Rasmussen notes the success of the alliance's intervention in Libya last year, when European leadership and American know-how combined to end the country's bloody civil war — and Muammar Gaddafi's 42-year rule. In Afghanistan — top on the summit agenda — NATO has led the fight against the Taliban. The alliance is keeping the peace in Kosovo, helping patrol the waters off Somalia's coast and monitoring the airspace above the Baltic Sea. Long past the Cold War, says Rasmussen, the alliance is now at "the hub of all global security."

That's the view from inside NATO. From the outside, the view is of an organization searching for a reason to exist. Far from representing the coordinated might of the West, NATO has come to symbolize its fragility. The financial crisis has shrunk already diminishing defense budgets in Europe, compelling some in Washington to question whether the other side of the Atlantic is keeping up its end of the NATO bargain. Skeptics point to the shortcomings of the operation in Libya: though the U.K. and France led the charge, nothing would have been accomplished without the U.S. doing all the heavy lifting behind the scenes, from running surveillance and flying the bulk of the sorties to providing munitions for NATO aircraft. The Europeans, after all, ran out of bombs.

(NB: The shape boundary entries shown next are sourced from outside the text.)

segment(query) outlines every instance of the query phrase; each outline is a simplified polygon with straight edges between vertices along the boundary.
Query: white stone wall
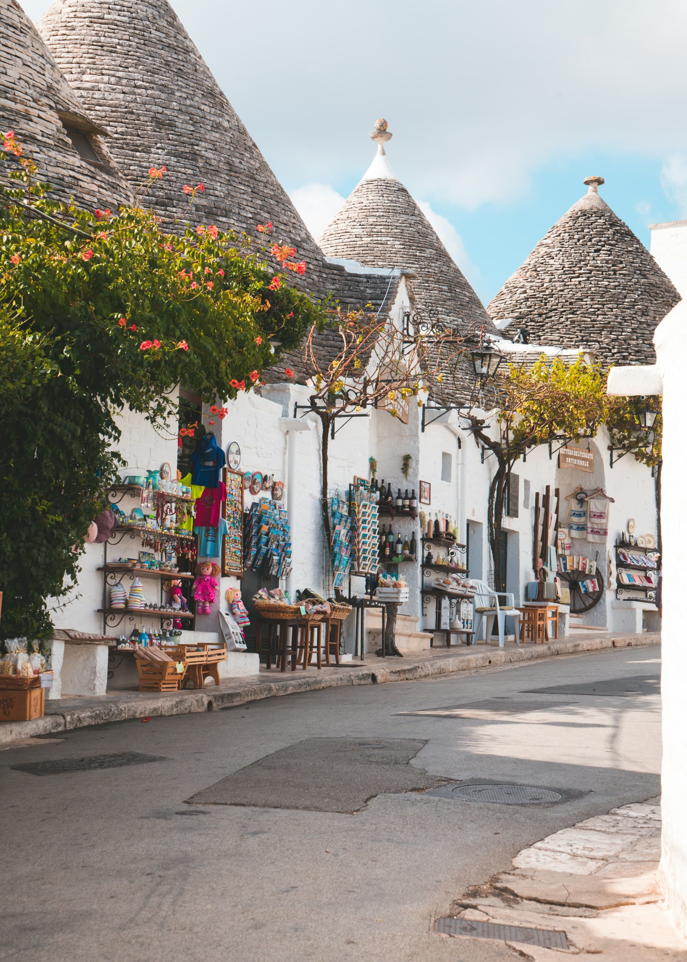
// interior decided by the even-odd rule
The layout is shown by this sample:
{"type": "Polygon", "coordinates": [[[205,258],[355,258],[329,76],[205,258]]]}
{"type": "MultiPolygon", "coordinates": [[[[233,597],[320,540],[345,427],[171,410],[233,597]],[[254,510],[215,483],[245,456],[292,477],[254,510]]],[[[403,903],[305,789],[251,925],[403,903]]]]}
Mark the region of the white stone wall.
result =
{"type": "Polygon", "coordinates": [[[687,297],[687,220],[651,224],[651,255],[687,297]]]}

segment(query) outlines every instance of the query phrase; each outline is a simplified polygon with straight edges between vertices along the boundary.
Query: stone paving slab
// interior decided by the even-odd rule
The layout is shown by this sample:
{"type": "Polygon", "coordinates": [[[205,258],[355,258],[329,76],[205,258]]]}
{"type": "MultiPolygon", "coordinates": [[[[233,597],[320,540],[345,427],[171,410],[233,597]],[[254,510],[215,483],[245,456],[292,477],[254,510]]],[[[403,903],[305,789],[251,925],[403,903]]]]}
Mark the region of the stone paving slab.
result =
{"type": "Polygon", "coordinates": [[[0,722],[0,744],[31,735],[81,728],[86,725],[157,715],[187,715],[206,712],[232,705],[241,705],[261,698],[319,691],[345,685],[374,685],[394,681],[414,681],[437,677],[454,671],[472,671],[500,665],[521,664],[557,655],[581,654],[588,651],[607,651],[628,646],[660,645],[658,632],[643,634],[599,635],[592,638],[568,637],[545,645],[515,645],[507,643],[499,648],[484,643],[457,646],[451,648],[430,648],[404,658],[376,658],[368,655],[366,661],[344,662],[341,667],[318,671],[277,671],[261,668],[260,674],[226,679],[218,688],[183,692],[150,693],[112,691],[101,697],[65,696],[45,702],[45,716],[32,722],[0,722]]]}

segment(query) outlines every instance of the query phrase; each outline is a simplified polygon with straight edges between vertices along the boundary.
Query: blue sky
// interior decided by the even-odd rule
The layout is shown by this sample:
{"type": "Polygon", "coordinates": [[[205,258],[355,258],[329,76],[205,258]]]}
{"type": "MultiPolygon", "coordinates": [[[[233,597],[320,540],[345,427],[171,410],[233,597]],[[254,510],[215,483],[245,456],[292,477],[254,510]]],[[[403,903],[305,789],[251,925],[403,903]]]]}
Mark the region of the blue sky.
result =
{"type": "MultiPolygon", "coordinates": [[[[37,20],[48,4],[23,6],[37,20]]],[[[316,237],[368,167],[378,116],[485,303],[589,174],[648,246],[649,223],[687,216],[684,0],[171,6],[316,237]]]]}

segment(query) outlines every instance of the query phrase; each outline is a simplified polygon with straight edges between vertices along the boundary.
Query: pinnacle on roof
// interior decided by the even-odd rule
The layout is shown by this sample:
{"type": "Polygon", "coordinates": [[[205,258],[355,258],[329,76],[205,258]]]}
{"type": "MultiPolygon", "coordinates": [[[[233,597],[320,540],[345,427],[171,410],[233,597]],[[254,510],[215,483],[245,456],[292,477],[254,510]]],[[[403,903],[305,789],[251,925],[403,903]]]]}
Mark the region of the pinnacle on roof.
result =
{"type": "Polygon", "coordinates": [[[14,131],[53,186],[49,196],[91,209],[130,199],[107,130],[87,114],[18,3],[0,0],[0,129],[14,131]]]}
{"type": "Polygon", "coordinates": [[[506,281],[489,313],[530,343],[583,347],[604,366],[653,364],[653,332],[680,295],[644,244],[599,196],[602,177],[506,281]]]}
{"type": "Polygon", "coordinates": [[[202,183],[188,218],[252,237],[270,220],[275,239],[307,262],[300,287],[345,304],[381,303],[383,278],[326,263],[166,0],[55,0],[38,26],[90,115],[107,122],[132,188],[150,166],[166,167],[146,197],[158,215],[179,217],[184,185],[202,183]]]}
{"type": "Polygon", "coordinates": [[[374,160],[320,237],[320,247],[331,258],[412,270],[417,277],[407,283],[417,311],[428,315],[434,309],[449,324],[484,326],[496,334],[476,293],[389,165],[387,121],[377,120],[369,136],[377,143],[374,160]]]}

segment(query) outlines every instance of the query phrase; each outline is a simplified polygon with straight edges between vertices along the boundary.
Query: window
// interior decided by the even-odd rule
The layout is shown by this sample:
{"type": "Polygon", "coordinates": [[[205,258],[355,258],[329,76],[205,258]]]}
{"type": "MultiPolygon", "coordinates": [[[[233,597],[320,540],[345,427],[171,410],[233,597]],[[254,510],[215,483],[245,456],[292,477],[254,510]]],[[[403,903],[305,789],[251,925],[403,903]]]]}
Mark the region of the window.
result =
{"type": "Polygon", "coordinates": [[[451,479],[451,456],[448,451],[442,451],[442,481],[451,479]]]}
{"type": "Polygon", "coordinates": [[[506,487],[506,514],[509,518],[518,518],[518,502],[520,500],[520,476],[511,473],[506,487]]]}
{"type": "Polygon", "coordinates": [[[75,127],[69,127],[66,124],[64,124],[64,126],[66,131],[66,136],[71,140],[74,150],[77,152],[82,161],[86,161],[86,163],[89,164],[92,167],[99,167],[100,169],[103,169],[105,165],[93,150],[88,134],[85,134],[83,130],[77,130],[75,127]]]}

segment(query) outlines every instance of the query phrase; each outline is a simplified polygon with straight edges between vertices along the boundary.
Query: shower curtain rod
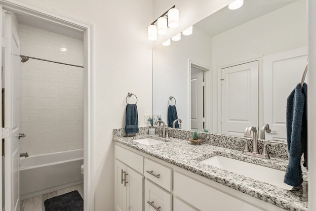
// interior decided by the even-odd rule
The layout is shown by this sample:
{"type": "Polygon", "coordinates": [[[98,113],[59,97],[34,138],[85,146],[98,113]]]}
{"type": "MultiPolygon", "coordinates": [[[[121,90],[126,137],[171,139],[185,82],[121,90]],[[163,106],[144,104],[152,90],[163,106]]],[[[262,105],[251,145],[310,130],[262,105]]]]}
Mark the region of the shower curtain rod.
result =
{"type": "Polygon", "coordinates": [[[75,65],[75,64],[68,64],[68,63],[63,63],[63,62],[56,62],[56,61],[55,61],[48,60],[44,59],[40,59],[40,58],[33,57],[32,57],[32,56],[25,56],[24,55],[21,55],[21,54],[20,55],[20,57],[22,58],[22,60],[21,60],[21,61],[23,63],[25,62],[26,61],[28,60],[29,59],[37,59],[38,60],[44,61],[45,62],[53,62],[53,63],[54,63],[64,64],[64,65],[65,65],[73,66],[74,67],[82,67],[82,68],[83,67],[83,66],[76,65],[75,65]]]}

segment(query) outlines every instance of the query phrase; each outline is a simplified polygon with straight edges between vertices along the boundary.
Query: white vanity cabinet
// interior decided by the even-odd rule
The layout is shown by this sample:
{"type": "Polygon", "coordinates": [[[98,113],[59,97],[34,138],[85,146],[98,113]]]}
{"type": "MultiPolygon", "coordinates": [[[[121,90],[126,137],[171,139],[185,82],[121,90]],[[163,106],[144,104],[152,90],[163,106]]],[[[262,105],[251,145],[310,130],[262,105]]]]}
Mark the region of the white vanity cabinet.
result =
{"type": "Polygon", "coordinates": [[[141,166],[142,169],[143,157],[118,147],[118,149],[116,148],[115,210],[143,211],[144,177],[142,175],[142,170],[138,172],[133,169],[140,170],[139,167],[141,166]],[[126,163],[129,166],[125,164],[126,163]]]}
{"type": "Polygon", "coordinates": [[[115,154],[117,211],[284,211],[122,144],[115,154]]]}

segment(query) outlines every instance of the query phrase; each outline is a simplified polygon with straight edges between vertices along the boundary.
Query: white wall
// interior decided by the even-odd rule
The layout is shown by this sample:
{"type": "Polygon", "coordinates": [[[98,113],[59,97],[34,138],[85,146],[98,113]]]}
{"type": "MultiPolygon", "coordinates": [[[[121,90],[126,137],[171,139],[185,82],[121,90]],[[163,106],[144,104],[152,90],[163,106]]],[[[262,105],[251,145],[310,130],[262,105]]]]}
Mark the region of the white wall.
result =
{"type": "MultiPolygon", "coordinates": [[[[191,73],[189,60],[204,67],[211,66],[211,37],[194,27],[193,33],[182,36],[178,42],[171,42],[170,45],[161,44],[153,50],[153,111],[155,117],[157,113],[167,123],[169,97],[176,100],[178,118],[182,120],[182,128],[189,128],[188,111],[189,82],[191,73]]],[[[174,102],[170,101],[173,105],[174,102]]]]}
{"type": "MultiPolygon", "coordinates": [[[[140,120],[152,109],[152,46],[147,27],[152,1],[18,0],[93,24],[94,178],[95,211],[114,207],[114,128],[125,124],[125,99],[138,98],[140,120]]],[[[147,126],[143,121],[139,126],[147,126]]]]}
{"type": "MultiPolygon", "coordinates": [[[[83,65],[83,41],[24,24],[18,33],[22,55],[83,65]]],[[[32,59],[21,69],[20,153],[83,148],[83,69],[32,59]]]]}
{"type": "MultiPolygon", "coordinates": [[[[219,68],[306,46],[307,31],[306,1],[300,0],[214,36],[213,117],[218,113],[219,68]]],[[[217,120],[213,120],[213,131],[217,131],[217,120]]]]}

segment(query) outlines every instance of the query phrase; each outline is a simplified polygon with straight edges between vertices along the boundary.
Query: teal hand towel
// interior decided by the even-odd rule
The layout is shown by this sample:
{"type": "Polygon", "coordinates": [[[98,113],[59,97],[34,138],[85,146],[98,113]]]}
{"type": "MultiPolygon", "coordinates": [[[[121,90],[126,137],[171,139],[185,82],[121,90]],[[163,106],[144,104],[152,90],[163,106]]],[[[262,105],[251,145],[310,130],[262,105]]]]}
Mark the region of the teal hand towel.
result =
{"type": "MultiPolygon", "coordinates": [[[[301,157],[307,155],[307,85],[297,84],[287,98],[286,132],[290,156],[284,182],[297,187],[303,182],[301,157]]],[[[307,163],[307,156],[305,163],[307,163]]]]}
{"type": "Polygon", "coordinates": [[[136,104],[126,105],[125,131],[127,134],[138,133],[138,114],[136,104]]]}

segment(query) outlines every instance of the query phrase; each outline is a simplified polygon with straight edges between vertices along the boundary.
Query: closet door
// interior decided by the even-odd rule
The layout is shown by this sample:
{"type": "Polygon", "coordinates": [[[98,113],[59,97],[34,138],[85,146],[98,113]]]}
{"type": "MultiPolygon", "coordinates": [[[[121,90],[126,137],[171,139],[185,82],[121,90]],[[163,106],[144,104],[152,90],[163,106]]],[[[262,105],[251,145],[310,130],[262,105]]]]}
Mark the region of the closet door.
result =
{"type": "Polygon", "coordinates": [[[243,136],[258,125],[258,61],[223,68],[221,133],[243,136]]]}
{"type": "Polygon", "coordinates": [[[286,141],[287,97],[301,83],[307,62],[306,47],[264,57],[263,123],[276,131],[265,132],[266,139],[286,141]]]}

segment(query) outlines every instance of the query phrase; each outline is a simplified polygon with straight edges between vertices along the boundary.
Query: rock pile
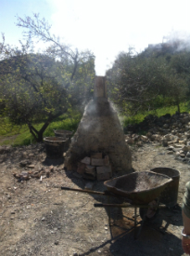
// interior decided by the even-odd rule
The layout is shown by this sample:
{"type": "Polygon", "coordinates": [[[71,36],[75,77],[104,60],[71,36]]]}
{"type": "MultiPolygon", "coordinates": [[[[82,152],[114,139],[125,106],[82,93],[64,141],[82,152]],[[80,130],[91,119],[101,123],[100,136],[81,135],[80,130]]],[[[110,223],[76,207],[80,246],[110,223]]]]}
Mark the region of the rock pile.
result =
{"type": "Polygon", "coordinates": [[[157,117],[149,115],[145,120],[134,126],[128,126],[125,141],[128,144],[143,145],[144,142],[158,142],[168,147],[168,155],[176,159],[190,163],[190,115],[187,113],[167,114],[157,117]],[[130,130],[131,129],[131,130],[130,130]],[[146,129],[146,136],[133,132],[146,129]]]}

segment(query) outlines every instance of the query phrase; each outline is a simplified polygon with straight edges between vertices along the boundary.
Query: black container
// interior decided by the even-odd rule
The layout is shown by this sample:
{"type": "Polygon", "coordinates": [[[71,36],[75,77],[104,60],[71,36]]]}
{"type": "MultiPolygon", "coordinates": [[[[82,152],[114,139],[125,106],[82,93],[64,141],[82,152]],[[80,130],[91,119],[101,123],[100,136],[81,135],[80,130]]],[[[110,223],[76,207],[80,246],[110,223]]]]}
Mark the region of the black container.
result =
{"type": "Polygon", "coordinates": [[[54,133],[56,137],[70,138],[72,136],[73,131],[66,129],[54,129],[54,133]]]}
{"type": "Polygon", "coordinates": [[[44,139],[46,149],[46,157],[62,158],[66,150],[68,139],[62,137],[46,137],[44,139]]]}
{"type": "Polygon", "coordinates": [[[54,129],[54,133],[56,137],[62,137],[62,138],[68,139],[66,143],[66,148],[65,148],[65,151],[67,151],[71,141],[73,131],[67,130],[67,129],[57,129],[57,130],[54,129]]]}
{"type": "Polygon", "coordinates": [[[180,171],[171,168],[154,168],[150,170],[156,173],[165,174],[172,179],[160,194],[159,201],[169,208],[174,207],[177,204],[180,171]]]}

Now, with the Obama Administration announcing a strategic "pivot" away from the Middle East and the Mediterranean toward rising challenges in the Pacific, NATO is becoming a relic of the past. For the first time in recent history, Asian military spending is predicted to exceed that of Europe this year, a trend that will only continue. With the Europeans set to wrangle over "smart defense" in Chicago — a NATO catchphrase for countries across the continent pooling military resources in an era of austerity — it's clear the U.S.'s traditional Western allies will be doing less with less.

And that may be inevitable. "The geopolitical balance is becoming increasingly driven by questions of economy, not security," says Ian Bremmer, author of Every Nation for Itself: Winners and Losers in a G-Zero World.

Faced with slumping economies and citizens weary of the war in Afghanistan, NATO governments are scrambling to wind down their involvement there as inconspicuously as possible. Once the mission draws down by 2014, it's hard to imagine the alliance embarking on an operation of that scale ever again. NATO's impotence in the face of Syria's bloody civil conflict — officials in Brussels insist they have not done contingency planning for an intervention — indicates that the Libya campaign was the exception that proves no rule.

Defenders of NATO claim that the alliance, as a group of like-minded democracies, has at the very least an ideological role. But other rising democracies, such as India and Brazil, have little interest in getting enmeshed in an organization created during the Cold War to buttress U.S. foreign policy. Bold rhetoric and a fancy new home won't change the fact that, ultimately, the challenge facing NATO is not that of a clear external threat, but the very lack of it.